I rolled my eyes at her enthusiasm and keep quiet. As if being a new kid wasn't hard enough, we had to do it twice in one year, in High School. Elizabeth didn't understand my complete absence of hope because she lived in a bubble. A world intensified by my mother's enabling.

Luckily, summer had just started. So, I didn't have to deal with school or making friends for another two months. I didn't care either way. I'd made a promise to myself the moment I hauled the first cardboard box into the car. I was going to ride out the rest of high school like a hermit, unseen, and unheard until graduation. Then, I was leaving. For good.

The thought of leaving my family wasn't a big deal. Not to me. It wasn't like I was sitting at home crying about it. I'd just never felt like I belonged. Not even in my own family. I knew I was different before I knew the meaning of the word. And, it was my being different that automatically turned me into the outcast. It was okay. I enjoyed being alone, with my thoughts, and my words. Words were all I had. Words were my salvation.

"Emma," my mother said. "You off in your dream world again?"

"No," I lied, closing my journal and stuffing it inside of my army green satchel.

"I told you, dreams never come true," she said.
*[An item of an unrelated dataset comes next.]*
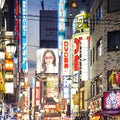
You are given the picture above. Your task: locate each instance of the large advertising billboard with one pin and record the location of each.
(47, 61)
She was right. She had told me. A million times. But, she was telling me for her sake. Not for mine. See, mom had given up in her dreams long before Elizabeth and I came into this world. When she had met dad, a lot of things had been pushed aside, and the first were her own dreams.

I had always wondered how someone could do that. Put his or herself last. I could never become the passenger in the vehicle of my life. That's why I vowed to never fall in love.

Ever.

A few hours later, we arrive in Ash Falls. It's a perfect little picturesque town, with only one of everything; a post office, high school, diner, mall. I loathe it from the moment our beat up station wagon crosses into town. Not because I didn't like it, but because I did.